Neil Young has always epitomized the minimalist tradition in the more recent school of rock "poetry." As far back as the sadly-departed Buffalo Springfield, he packed more imagistic punch in a few terse lines than most of his contemporaries could muster on a whole lyric sheet. While equally talented peers like Bob Dylan and Joni Mitchell won acclaim through long lines of words that were either startling and revelatory or exceedingly harmonious in terms of pure juxtaposition, Young stuck to a basic approach that was often frightening in its simplicity. At the time, lines like "the race of my head and my face was moving much faster" could be considered universal givens, with instant applicability to the current neurotic scenario of your choice. For many Springfield devotees, Young spoke the plain and simple truth while Steve Stills bored people to death with his didactic sermonizing.

After Harvest, a semi-overripe effort that marked the beginning of a slow glide into a relentless and numbing boredom for Young, he seemed to temporarily vocate his corporeal presence on earth with a couple of throwaway records - a live LP that screamed mediocrity from start to finish and a soundtrack LP for a home-movie pastiche that did nothing to enhance the memory of the Springfield or early Neil Young. The truth, as Young chose to express it, was becoming just a bit more than painfully obvious. His rich sense of melody seemed to dry up temporarily, giving way to an unabashed primitivism in the studio and on stage that alienated many fans through its thinly-veiled edge of psychotic hysteria. Neil had always possessed the qualities "to bring us right down" within the space of a few selected tracks, but this was pushing it just a bit.

I don't know if he intended it to be, but Zuma represents a triumphant comeback effort for Mr. Young.
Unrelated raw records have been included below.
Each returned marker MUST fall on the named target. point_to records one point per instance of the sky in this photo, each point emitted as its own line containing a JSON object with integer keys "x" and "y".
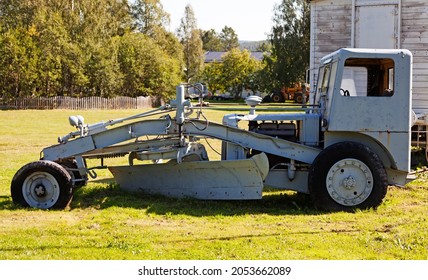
{"x": 251, "y": 19}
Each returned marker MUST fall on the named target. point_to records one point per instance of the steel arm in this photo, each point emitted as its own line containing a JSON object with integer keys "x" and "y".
{"x": 246, "y": 139}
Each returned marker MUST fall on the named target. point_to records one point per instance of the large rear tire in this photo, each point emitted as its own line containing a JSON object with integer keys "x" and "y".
{"x": 42, "y": 184}
{"x": 347, "y": 176}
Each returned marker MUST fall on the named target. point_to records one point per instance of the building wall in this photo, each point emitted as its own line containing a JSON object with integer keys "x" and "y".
{"x": 333, "y": 27}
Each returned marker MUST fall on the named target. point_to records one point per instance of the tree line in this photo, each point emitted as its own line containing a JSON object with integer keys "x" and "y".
{"x": 115, "y": 47}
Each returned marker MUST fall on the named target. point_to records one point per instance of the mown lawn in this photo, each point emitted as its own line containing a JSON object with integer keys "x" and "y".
{"x": 105, "y": 222}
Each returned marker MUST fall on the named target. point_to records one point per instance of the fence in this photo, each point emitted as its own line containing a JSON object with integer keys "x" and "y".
{"x": 71, "y": 103}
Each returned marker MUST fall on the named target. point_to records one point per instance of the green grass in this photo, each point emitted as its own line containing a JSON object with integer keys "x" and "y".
{"x": 105, "y": 222}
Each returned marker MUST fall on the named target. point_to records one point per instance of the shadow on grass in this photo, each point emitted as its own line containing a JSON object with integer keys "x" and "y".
{"x": 273, "y": 203}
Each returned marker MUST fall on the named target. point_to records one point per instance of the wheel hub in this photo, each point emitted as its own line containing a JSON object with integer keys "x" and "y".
{"x": 349, "y": 182}
{"x": 40, "y": 191}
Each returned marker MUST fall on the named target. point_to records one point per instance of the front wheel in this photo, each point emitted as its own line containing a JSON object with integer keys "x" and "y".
{"x": 42, "y": 184}
{"x": 347, "y": 176}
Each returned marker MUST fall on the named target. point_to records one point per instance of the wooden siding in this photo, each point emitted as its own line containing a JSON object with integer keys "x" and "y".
{"x": 331, "y": 29}
{"x": 331, "y": 24}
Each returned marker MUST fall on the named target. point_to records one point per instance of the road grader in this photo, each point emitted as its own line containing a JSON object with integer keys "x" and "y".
{"x": 343, "y": 148}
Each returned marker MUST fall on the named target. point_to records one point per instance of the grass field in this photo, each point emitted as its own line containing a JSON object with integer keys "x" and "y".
{"x": 104, "y": 222}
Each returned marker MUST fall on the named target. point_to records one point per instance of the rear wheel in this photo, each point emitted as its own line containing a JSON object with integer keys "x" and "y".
{"x": 277, "y": 98}
{"x": 347, "y": 176}
{"x": 42, "y": 184}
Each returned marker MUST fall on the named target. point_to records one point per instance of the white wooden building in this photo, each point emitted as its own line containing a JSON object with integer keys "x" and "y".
{"x": 373, "y": 24}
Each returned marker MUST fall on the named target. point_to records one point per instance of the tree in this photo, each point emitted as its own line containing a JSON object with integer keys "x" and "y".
{"x": 149, "y": 16}
{"x": 229, "y": 38}
{"x": 147, "y": 69}
{"x": 211, "y": 41}
{"x": 190, "y": 38}
{"x": 237, "y": 71}
{"x": 290, "y": 40}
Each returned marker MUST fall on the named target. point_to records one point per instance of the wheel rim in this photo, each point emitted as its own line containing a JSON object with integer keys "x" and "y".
{"x": 349, "y": 182}
{"x": 41, "y": 190}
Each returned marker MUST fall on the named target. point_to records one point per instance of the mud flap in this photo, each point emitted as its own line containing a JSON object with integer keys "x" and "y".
{"x": 209, "y": 180}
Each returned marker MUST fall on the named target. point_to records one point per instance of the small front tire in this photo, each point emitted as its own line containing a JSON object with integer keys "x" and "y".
{"x": 42, "y": 184}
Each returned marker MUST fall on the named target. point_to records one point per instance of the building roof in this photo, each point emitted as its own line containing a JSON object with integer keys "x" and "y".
{"x": 218, "y": 56}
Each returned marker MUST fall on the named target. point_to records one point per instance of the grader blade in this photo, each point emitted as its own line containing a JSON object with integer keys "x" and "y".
{"x": 209, "y": 180}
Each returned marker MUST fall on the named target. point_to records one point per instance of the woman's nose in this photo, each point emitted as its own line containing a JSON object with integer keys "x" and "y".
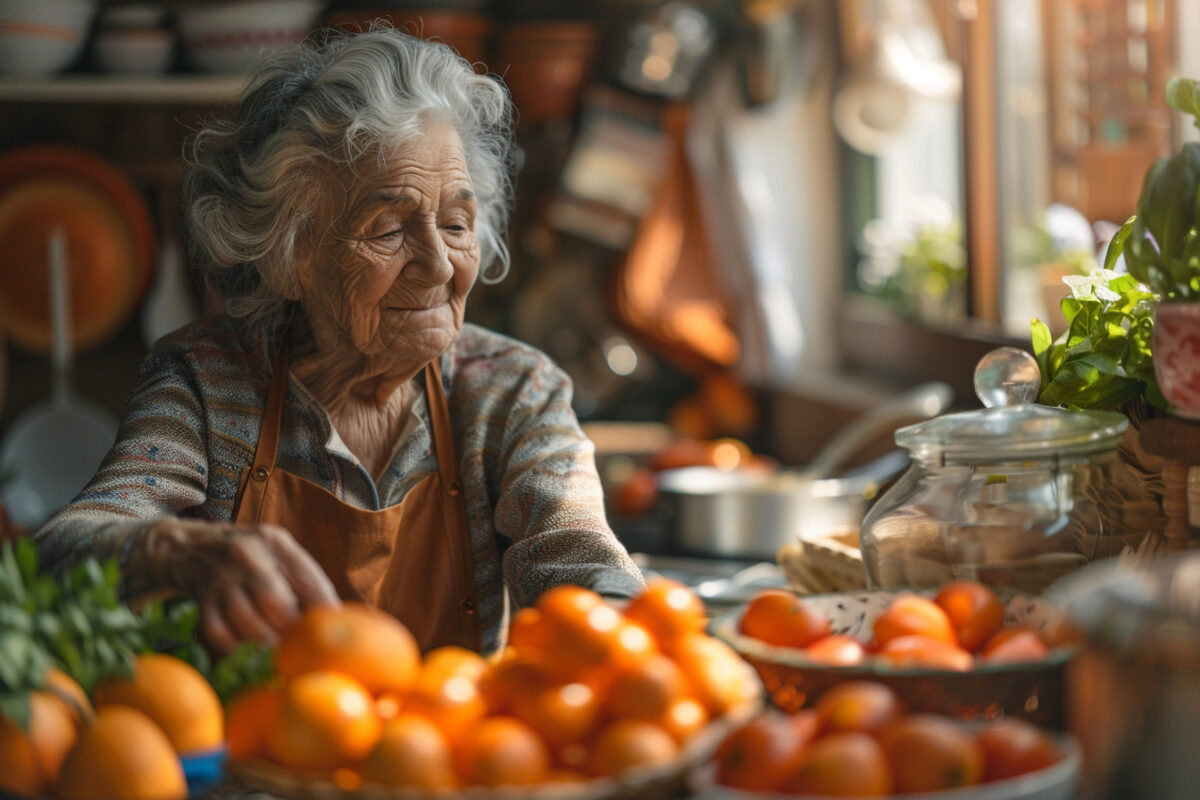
{"x": 430, "y": 257}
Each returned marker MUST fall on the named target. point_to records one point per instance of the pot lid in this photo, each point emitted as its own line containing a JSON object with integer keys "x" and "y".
{"x": 1131, "y": 605}
{"x": 1014, "y": 432}
{"x": 1013, "y": 427}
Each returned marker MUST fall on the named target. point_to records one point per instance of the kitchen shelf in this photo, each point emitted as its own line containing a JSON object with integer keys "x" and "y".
{"x": 96, "y": 88}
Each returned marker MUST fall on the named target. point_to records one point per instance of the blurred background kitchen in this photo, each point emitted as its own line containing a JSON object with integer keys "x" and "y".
{"x": 742, "y": 223}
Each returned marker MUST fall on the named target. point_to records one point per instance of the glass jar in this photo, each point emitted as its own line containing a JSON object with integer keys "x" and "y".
{"x": 1013, "y": 497}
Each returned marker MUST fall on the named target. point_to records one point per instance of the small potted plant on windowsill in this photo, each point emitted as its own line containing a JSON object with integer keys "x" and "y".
{"x": 1161, "y": 247}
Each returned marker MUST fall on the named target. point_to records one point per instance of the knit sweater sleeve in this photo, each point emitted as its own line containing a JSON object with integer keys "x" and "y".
{"x": 156, "y": 468}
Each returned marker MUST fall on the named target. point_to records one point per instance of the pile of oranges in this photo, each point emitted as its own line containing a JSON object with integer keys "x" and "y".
{"x": 858, "y": 740}
{"x": 964, "y": 623}
{"x": 125, "y": 743}
{"x": 581, "y": 691}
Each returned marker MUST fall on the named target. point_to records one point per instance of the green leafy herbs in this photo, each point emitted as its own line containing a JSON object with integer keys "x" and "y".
{"x": 1161, "y": 242}
{"x": 79, "y": 623}
{"x": 1103, "y": 359}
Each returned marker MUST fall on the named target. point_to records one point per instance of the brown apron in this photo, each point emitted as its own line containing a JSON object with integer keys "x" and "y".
{"x": 413, "y": 559}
Although there is a haunting familiarity to some of the words and lyrics - "Stupid Girl" and some Dylanesque chord sequences in other songs - Neil manages to infuse each cut with such energetic "angst" that it gives the whole session a freshly-minted feeling of regeneration. There are guitars all over Zuma. The Billy Talbot (bass) / Ralph Molina (drums) rhythm section chungs along triumphantly, fired by the renewed enthusiasm that Young has seemingly brought back to the band. Tunes like "Pardon My Heart" with its eerie, lilting "you brought it all on" chorus show that Neil can still write beautiful and affecting ballads.
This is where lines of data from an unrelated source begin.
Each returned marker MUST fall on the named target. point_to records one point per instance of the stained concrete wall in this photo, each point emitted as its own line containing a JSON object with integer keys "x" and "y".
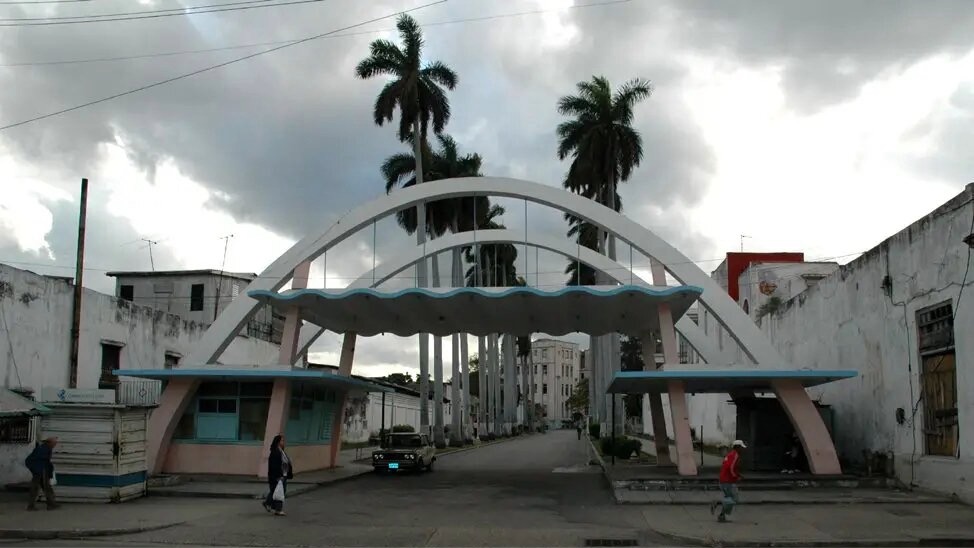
{"x": 848, "y": 320}
{"x": 35, "y": 341}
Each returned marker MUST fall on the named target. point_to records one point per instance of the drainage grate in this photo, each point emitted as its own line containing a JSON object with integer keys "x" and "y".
{"x": 611, "y": 542}
{"x": 903, "y": 512}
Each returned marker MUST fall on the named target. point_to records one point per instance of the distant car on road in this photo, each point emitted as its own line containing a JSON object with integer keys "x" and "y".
{"x": 404, "y": 451}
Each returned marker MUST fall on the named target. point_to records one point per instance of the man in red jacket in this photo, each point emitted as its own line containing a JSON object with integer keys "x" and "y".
{"x": 730, "y": 474}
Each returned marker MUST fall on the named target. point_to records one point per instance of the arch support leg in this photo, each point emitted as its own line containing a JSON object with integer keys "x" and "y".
{"x": 162, "y": 423}
{"x": 345, "y": 369}
{"x": 808, "y": 423}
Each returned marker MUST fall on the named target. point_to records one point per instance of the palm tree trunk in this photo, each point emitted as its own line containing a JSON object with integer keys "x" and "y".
{"x": 531, "y": 391}
{"x": 510, "y": 382}
{"x": 524, "y": 390}
{"x": 421, "y": 281}
{"x": 439, "y": 437}
{"x": 456, "y": 435}
{"x": 482, "y": 395}
{"x": 465, "y": 375}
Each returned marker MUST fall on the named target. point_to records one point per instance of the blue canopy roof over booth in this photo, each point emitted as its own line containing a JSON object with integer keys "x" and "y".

Obviously the general tenor of the lyrics is one of bitterness and rejection, themes that Young has leaned on heavily since the beginning of his career. Although he uses a wide range of imagery that includes winged figures, Cortez, and nautical analogies, he is still obsessed with the double-edged phenomenon of alienation from loved ones and people in general. With Neil, one is never quite sure who is responsible for creating these spaces. Songs like "Stupid Girl" and "Don't Cry No Tears" exemplify an attack directed outwardly towards specific women, while tunes like "Dangerbird" and "Pardon My Heart" offer a much more ambivalent view. In fact, "Dangerbird" alternates between the first and third person through some rather bizarre verse structures, creating a vaguely surreal, omni-directional point of view.
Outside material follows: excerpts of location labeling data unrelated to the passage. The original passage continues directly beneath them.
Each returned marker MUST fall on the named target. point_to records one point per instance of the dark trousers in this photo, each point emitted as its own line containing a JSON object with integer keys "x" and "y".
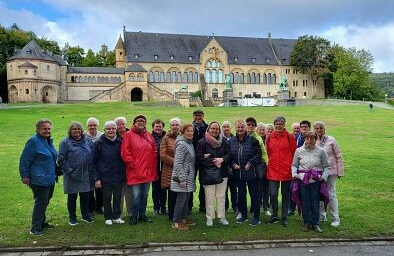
{"x": 265, "y": 194}
{"x": 181, "y": 206}
{"x": 96, "y": 200}
{"x": 274, "y": 192}
{"x": 310, "y": 198}
{"x": 253, "y": 186}
{"x": 232, "y": 186}
{"x": 171, "y": 204}
{"x": 42, "y": 195}
{"x": 112, "y": 193}
{"x": 292, "y": 204}
{"x": 83, "y": 204}
{"x": 159, "y": 196}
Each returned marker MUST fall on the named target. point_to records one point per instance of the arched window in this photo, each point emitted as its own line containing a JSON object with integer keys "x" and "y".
{"x": 215, "y": 93}
{"x": 184, "y": 77}
{"x": 214, "y": 76}
{"x": 207, "y": 76}
{"x": 220, "y": 76}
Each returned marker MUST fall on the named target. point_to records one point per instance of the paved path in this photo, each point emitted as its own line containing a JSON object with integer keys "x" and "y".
{"x": 323, "y": 247}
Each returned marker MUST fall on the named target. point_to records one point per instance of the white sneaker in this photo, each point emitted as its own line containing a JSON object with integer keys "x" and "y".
{"x": 239, "y": 215}
{"x": 335, "y": 223}
{"x": 118, "y": 221}
{"x": 323, "y": 218}
{"x": 223, "y": 221}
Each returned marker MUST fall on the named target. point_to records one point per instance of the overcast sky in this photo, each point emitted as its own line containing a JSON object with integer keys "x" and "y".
{"x": 364, "y": 24}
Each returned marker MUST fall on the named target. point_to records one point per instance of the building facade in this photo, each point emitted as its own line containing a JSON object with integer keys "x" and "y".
{"x": 153, "y": 66}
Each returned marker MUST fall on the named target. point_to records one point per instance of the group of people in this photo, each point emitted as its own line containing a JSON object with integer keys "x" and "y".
{"x": 119, "y": 165}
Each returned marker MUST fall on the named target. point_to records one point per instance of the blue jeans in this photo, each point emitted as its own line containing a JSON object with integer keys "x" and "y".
{"x": 310, "y": 198}
{"x": 139, "y": 199}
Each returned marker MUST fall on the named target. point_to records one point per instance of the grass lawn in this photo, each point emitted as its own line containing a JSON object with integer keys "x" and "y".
{"x": 365, "y": 193}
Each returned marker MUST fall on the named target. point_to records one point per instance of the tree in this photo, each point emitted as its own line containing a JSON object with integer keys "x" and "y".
{"x": 311, "y": 56}
{"x": 73, "y": 55}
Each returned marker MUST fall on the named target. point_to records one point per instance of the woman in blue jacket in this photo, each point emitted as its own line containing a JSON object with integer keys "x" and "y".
{"x": 37, "y": 170}
{"x": 246, "y": 155}
{"x": 74, "y": 156}
{"x": 108, "y": 172}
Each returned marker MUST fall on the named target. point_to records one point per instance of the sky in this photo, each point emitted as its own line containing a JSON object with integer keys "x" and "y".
{"x": 363, "y": 24}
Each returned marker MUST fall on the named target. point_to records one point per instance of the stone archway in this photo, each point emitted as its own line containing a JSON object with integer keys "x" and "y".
{"x": 13, "y": 94}
{"x": 48, "y": 94}
{"x": 136, "y": 94}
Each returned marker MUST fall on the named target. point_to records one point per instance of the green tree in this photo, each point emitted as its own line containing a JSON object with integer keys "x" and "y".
{"x": 311, "y": 56}
{"x": 74, "y": 55}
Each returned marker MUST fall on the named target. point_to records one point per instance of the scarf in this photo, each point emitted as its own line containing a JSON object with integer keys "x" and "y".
{"x": 212, "y": 141}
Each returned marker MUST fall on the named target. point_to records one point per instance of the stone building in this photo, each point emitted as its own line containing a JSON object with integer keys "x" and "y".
{"x": 154, "y": 66}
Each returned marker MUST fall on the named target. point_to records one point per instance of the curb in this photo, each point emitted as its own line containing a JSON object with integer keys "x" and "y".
{"x": 200, "y": 246}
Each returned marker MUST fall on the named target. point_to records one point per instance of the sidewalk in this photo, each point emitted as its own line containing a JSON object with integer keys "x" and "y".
{"x": 193, "y": 246}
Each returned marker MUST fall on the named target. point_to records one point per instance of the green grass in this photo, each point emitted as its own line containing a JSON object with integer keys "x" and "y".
{"x": 365, "y": 193}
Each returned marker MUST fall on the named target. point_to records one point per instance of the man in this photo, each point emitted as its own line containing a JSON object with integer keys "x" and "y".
{"x": 37, "y": 170}
{"x": 304, "y": 127}
{"x": 95, "y": 196}
{"x": 159, "y": 196}
{"x": 139, "y": 154}
{"x": 200, "y": 127}
{"x": 263, "y": 185}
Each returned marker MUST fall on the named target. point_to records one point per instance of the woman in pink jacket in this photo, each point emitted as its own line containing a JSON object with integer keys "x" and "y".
{"x": 335, "y": 159}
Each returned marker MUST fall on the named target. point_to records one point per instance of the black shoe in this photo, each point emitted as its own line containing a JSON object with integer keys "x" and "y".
{"x": 144, "y": 219}
{"x": 272, "y": 220}
{"x": 317, "y": 229}
{"x": 36, "y": 232}
{"x": 47, "y": 225}
{"x": 133, "y": 220}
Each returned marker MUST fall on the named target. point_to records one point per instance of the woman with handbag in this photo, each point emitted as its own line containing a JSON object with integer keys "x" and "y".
{"x": 245, "y": 157}
{"x": 213, "y": 155}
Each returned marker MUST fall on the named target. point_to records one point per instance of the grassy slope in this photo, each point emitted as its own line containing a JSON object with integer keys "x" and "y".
{"x": 365, "y": 194}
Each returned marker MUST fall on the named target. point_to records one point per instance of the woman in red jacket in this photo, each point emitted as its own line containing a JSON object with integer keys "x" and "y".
{"x": 139, "y": 154}
{"x": 281, "y": 146}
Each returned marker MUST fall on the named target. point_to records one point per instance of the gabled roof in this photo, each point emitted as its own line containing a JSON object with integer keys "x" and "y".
{"x": 135, "y": 67}
{"x": 142, "y": 47}
{"x": 32, "y": 51}
{"x": 95, "y": 70}
{"x": 27, "y": 65}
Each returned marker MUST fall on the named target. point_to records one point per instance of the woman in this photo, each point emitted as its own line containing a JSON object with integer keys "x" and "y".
{"x": 213, "y": 152}
{"x": 183, "y": 176}
{"x": 108, "y": 172}
{"x": 335, "y": 160}
{"x": 37, "y": 170}
{"x": 139, "y": 154}
{"x": 167, "y": 153}
{"x": 310, "y": 167}
{"x": 246, "y": 155}
{"x": 74, "y": 154}
{"x": 281, "y": 146}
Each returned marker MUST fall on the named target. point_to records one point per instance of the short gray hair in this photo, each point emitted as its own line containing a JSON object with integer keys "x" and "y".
{"x": 280, "y": 118}
{"x": 43, "y": 121}
{"x": 93, "y": 119}
{"x": 319, "y": 123}
{"x": 110, "y": 123}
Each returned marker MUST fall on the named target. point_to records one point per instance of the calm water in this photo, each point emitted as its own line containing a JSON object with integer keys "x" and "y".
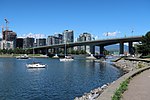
{"x": 59, "y": 81}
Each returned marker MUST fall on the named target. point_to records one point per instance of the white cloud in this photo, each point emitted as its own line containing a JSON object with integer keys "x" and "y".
{"x": 111, "y": 33}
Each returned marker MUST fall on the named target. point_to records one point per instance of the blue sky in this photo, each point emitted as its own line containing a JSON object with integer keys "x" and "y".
{"x": 117, "y": 17}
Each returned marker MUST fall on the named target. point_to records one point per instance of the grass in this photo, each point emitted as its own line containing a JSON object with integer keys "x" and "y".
{"x": 123, "y": 87}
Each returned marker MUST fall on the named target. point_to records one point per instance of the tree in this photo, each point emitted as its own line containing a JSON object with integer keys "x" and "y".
{"x": 144, "y": 46}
Young starts "Driveback" with the line, "whatever gets you through the night" which John Lennon has already used rather effectively in a song of the same name. One occasionally wonders why he often picks up literal bits of other songs to use in his own recordings. Perhaps he's been influenced by some of the young poets who've been using his lyrics as found art in their poetry. In any case, this recurring phenomenon on Zuma, makes one wonder if Young is striving for a synthesis of accidental art, or if he's just getting careless. Carelessness is a fairly important factor at this juncture in Young's career. One has to focus in on whether or not the carelessness is due to a genuine desire to capture ongoing rock "ennui" or whether it's due to a little bit too much "tequila farniente."

This time around, Young has once again directed his energies to capturing and putting across as effectively as possible the essence of each song as an artistic unity. The primary concern is emotional impact not just a passive stab at mood recapitulation. Maybe Neil's was just a matter of too much self-indulgence. Zuma shows that he cares about a two-way communication between performer and listener. There is a sense of commitment here. Young has jumped back into his skin with a vengence. Zuma has been produced (by David Briggs) with a crisp professionalism on all levels, with special care and the implied intent that this album is destined to mean something in the greater scheme of things.

From a personal standpoint - although this is the Neil Young album that all of us "Fans" have been waiting for since Harvest rolled over and died, there is still a vague disappointment after the last track fades into oblivion. Maybe the "whine-iness" that has become such an innate part of the Neil Young persona is beginning to grate a little. During the ebullient sixties his dark mood provided a powerful emotional counterpoint to the goings on, in this era of gloom and recycled sleaze one must ask if anyone really gives a fuck about what Neil Young has to say anymore.